I don't think buying shares (a form of gambling) is the same as buying products and services.
Companies make "sale pitch" to potential investors (I mean what company doesn't say what the investors want to hear?), and it should be the potential investors to analysis to decide for themselves where they should place their bet and if what the companies claim has any ground. Statements on what a company claims they could do do not have tangible way of measuring, unless figures and numbers are included in their claims alongside it.
So unless Nvidia explicitly promised their investors that they 100% guarantee profit and 0% chance of losing money, I don't think the investors really have anyone to blame, but their own poor judgement. Investors want compensation when they lose money, but what about the time they gotten more money or hit higher target than originally promised? May be companies should get to keep the excessive profit and not have to give to shareholders when that happens then?
The saying of "don't put all the eggs into one basket" exist for a reason, with the realistic expectation of the outcome of "you win some, you lose some", with the hope of the wins outweighing the losses.
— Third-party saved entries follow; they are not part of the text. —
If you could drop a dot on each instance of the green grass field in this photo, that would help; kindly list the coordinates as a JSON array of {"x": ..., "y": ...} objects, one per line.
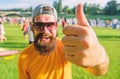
[{"x": 109, "y": 38}]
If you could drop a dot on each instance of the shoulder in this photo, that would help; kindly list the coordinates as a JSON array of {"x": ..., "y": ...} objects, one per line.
[{"x": 27, "y": 51}]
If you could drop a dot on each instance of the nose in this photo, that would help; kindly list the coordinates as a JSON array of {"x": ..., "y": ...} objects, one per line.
[{"x": 45, "y": 29}]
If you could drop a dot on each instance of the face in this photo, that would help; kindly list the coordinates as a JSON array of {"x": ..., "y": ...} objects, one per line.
[{"x": 44, "y": 29}]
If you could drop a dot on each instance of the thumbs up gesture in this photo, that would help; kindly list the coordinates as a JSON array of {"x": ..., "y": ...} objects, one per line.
[{"x": 80, "y": 43}]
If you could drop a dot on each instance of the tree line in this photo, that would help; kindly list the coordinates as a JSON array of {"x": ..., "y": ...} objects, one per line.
[{"x": 111, "y": 8}]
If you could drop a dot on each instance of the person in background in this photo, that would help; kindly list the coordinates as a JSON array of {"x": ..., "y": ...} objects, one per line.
[
  {"x": 50, "y": 57},
  {"x": 30, "y": 34},
  {"x": 25, "y": 29},
  {"x": 2, "y": 32}
]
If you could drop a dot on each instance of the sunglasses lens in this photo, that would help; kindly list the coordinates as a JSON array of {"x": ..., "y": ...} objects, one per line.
[{"x": 40, "y": 26}]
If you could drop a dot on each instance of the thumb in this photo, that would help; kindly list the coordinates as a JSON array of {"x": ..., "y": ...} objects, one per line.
[{"x": 81, "y": 16}]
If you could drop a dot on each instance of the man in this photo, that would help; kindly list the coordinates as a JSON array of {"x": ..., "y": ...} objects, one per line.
[{"x": 49, "y": 58}]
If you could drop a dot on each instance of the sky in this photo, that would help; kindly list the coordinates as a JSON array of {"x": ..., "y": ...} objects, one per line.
[{"x": 9, "y": 4}]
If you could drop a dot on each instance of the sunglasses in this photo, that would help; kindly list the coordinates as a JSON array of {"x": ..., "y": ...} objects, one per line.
[{"x": 39, "y": 26}]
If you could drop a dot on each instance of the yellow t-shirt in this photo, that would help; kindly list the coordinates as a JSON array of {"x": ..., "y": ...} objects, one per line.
[{"x": 32, "y": 65}]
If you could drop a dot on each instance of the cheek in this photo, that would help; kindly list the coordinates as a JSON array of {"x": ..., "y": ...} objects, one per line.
[{"x": 54, "y": 31}]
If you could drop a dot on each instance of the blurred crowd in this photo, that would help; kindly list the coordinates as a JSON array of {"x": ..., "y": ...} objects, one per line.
[{"x": 24, "y": 23}]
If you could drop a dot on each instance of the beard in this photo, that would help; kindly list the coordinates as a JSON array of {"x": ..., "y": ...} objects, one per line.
[{"x": 45, "y": 48}]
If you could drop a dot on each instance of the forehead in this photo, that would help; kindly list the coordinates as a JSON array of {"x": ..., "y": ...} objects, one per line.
[{"x": 44, "y": 18}]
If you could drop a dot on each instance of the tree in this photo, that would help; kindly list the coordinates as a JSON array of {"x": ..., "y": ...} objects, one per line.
[
  {"x": 92, "y": 9},
  {"x": 111, "y": 8}
]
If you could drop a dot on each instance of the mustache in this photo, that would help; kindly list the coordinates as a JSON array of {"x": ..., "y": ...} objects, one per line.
[{"x": 41, "y": 35}]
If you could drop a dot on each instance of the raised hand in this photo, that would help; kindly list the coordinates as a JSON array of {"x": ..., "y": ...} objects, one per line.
[{"x": 80, "y": 43}]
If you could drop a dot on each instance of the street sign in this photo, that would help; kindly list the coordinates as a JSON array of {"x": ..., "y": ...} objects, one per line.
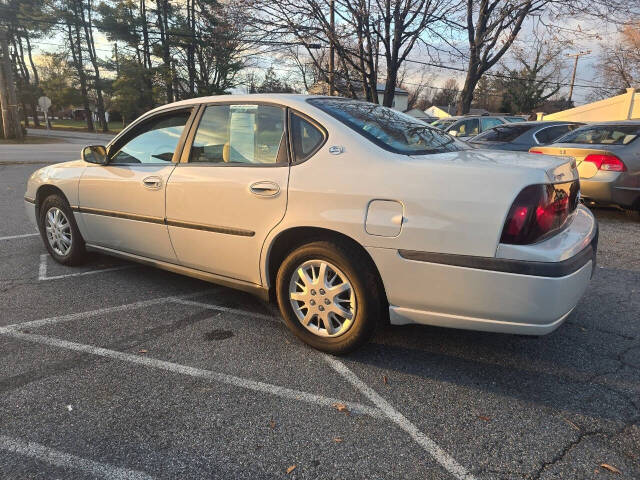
[{"x": 44, "y": 103}]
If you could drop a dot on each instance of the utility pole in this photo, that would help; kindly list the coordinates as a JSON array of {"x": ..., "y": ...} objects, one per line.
[
  {"x": 8, "y": 100},
  {"x": 332, "y": 52},
  {"x": 575, "y": 68}
]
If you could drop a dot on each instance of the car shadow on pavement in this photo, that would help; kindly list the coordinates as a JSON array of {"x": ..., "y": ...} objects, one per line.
[{"x": 566, "y": 370}]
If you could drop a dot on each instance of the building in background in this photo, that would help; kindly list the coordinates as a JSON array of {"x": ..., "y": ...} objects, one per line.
[{"x": 620, "y": 107}]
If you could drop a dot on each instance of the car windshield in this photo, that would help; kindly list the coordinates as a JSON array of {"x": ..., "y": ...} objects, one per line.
[
  {"x": 502, "y": 133},
  {"x": 602, "y": 135},
  {"x": 442, "y": 124},
  {"x": 388, "y": 128}
]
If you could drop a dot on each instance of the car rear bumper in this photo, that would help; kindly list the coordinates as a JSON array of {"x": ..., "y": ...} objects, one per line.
[
  {"x": 609, "y": 188},
  {"x": 493, "y": 294}
]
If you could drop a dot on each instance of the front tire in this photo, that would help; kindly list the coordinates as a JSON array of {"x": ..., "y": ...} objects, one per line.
[
  {"x": 59, "y": 231},
  {"x": 330, "y": 296}
]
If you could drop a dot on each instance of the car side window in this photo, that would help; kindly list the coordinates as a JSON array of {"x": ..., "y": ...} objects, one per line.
[
  {"x": 240, "y": 134},
  {"x": 490, "y": 122},
  {"x": 548, "y": 135},
  {"x": 153, "y": 141},
  {"x": 467, "y": 127},
  {"x": 305, "y": 136}
]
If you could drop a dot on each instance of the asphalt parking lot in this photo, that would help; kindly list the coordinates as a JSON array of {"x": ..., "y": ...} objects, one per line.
[{"x": 119, "y": 371}]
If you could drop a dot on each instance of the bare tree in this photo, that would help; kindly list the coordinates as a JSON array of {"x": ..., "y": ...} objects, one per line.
[
  {"x": 492, "y": 27},
  {"x": 619, "y": 63},
  {"x": 372, "y": 38},
  {"x": 10, "y": 119},
  {"x": 537, "y": 76}
]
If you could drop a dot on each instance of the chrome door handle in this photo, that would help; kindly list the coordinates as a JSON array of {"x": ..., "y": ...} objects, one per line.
[
  {"x": 265, "y": 189},
  {"x": 153, "y": 183}
]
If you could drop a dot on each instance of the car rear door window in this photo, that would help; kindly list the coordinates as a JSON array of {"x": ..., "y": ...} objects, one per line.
[
  {"x": 305, "y": 137},
  {"x": 503, "y": 133},
  {"x": 153, "y": 141},
  {"x": 487, "y": 123},
  {"x": 240, "y": 134},
  {"x": 467, "y": 127},
  {"x": 549, "y": 134}
]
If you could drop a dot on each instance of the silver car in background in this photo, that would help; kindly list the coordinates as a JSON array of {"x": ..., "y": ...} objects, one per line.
[{"x": 608, "y": 159}]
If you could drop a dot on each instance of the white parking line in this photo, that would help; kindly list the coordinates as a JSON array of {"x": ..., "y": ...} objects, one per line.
[
  {"x": 100, "y": 311},
  {"x": 42, "y": 270},
  {"x": 66, "y": 460},
  {"x": 12, "y": 237},
  {"x": 245, "y": 383},
  {"x": 238, "y": 311},
  {"x": 431, "y": 447}
]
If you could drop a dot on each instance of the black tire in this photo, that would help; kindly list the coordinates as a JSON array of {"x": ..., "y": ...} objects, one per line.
[
  {"x": 77, "y": 253},
  {"x": 360, "y": 272}
]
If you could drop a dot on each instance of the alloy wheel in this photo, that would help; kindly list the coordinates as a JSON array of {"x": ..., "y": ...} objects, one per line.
[
  {"x": 322, "y": 298},
  {"x": 58, "y": 231}
]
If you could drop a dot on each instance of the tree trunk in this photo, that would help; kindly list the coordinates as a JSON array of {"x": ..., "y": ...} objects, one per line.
[
  {"x": 34, "y": 110},
  {"x": 88, "y": 29},
  {"x": 466, "y": 96},
  {"x": 166, "y": 52},
  {"x": 76, "y": 52},
  {"x": 10, "y": 119}
]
If every time a company loses money and they get sued by the investors because they don't do as well as they had hope for, then how is a company going to survive or get better when they have parasites trying to feed off their flesh when they are fighting to recover from injuries?
Not defending Nvidia in anyway, but I think the sense of entitlement coming from investors in the stock market these days is just ridiculous. Investments back in the days is a form of gamble and everyone know the scores, but nowadays it seem that people don't want to take responsibility for their own poor judgement and just see the stock market as a guaranteed money-growing farm. Hell, even for a farm there's no guarantee that it will do well and grow indefinitely every year, and there's good year and bad year affected by various factors.